For purposes of this subchapter, the agency seeking to retain the vehicle will be the petitioner, and the claimant to the vehicle will be the respondent, as defined in § 1-01 of this title.
(a) The time provided in § 1-26(d) for service of the notice of trial does not apply.
(b) Notwithstanding § 1-24 of this title, the respondent may serve and file an answer at any time until the commencement of the hearing.
A motion by the petitioner, after the conclusion of the respondent's evidence, for a continuance of trial to present rebuttal evidence in the form of testimony from witnesses not called on the petitioner's case-in-chief, may be granted for good cause shown.

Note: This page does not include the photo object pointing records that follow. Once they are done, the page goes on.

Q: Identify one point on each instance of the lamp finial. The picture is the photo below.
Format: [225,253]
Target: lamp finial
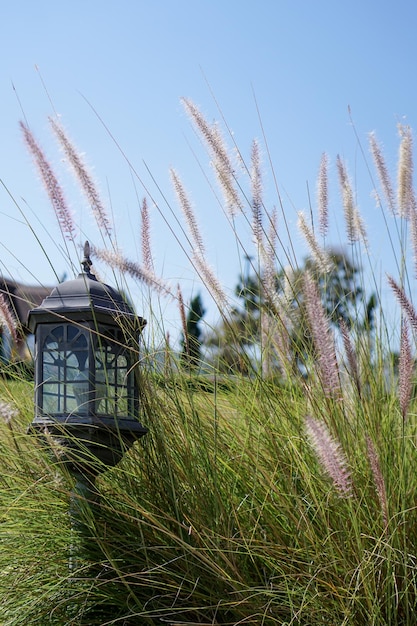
[87,262]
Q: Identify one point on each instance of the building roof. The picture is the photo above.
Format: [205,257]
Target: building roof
[22,298]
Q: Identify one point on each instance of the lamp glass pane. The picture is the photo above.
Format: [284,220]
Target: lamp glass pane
[115,388]
[65,366]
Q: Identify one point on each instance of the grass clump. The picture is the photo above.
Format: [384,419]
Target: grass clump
[277,482]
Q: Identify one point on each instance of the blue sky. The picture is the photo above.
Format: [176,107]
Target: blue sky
[115,73]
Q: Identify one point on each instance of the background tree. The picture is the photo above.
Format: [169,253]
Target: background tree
[235,341]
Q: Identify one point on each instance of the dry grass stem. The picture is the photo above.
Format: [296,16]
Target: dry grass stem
[221,162]
[83,176]
[382,171]
[405,371]
[117,261]
[146,237]
[330,455]
[188,212]
[405,170]
[351,356]
[323,195]
[355,227]
[406,305]
[323,339]
[51,184]
[256,185]
[320,256]
[378,479]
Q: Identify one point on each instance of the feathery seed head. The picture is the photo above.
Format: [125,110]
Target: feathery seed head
[405,371]
[330,455]
[405,170]
[378,479]
[222,163]
[382,172]
[83,176]
[188,212]
[320,256]
[323,195]
[256,184]
[51,184]
[355,227]
[323,339]
[406,305]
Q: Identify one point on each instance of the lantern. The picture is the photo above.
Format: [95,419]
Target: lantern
[86,371]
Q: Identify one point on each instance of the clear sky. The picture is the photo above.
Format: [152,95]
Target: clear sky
[115,72]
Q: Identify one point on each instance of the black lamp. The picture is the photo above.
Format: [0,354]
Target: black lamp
[86,372]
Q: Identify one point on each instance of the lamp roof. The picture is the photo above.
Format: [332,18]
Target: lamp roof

Pursuant to § 1-45 of this title, where an owner of a vehicle fails to appear for trial, having been properly served with required notices, the petitioner need not prove that such owner "permitted or suffered" the allegedly illegal use of the seized vehicle.
Go Here for Annotation 2-45
Notwithstanding § 1-51 of this title, the recording of the trial or of other proceedings in the case, whether electronic or stenographic, may not be transcribed except (i) upon request and payment of reasonable transcription costs, (ii) upon direction of the administrative law judge, in his or her discretion, or (iii) as otherwise required by law.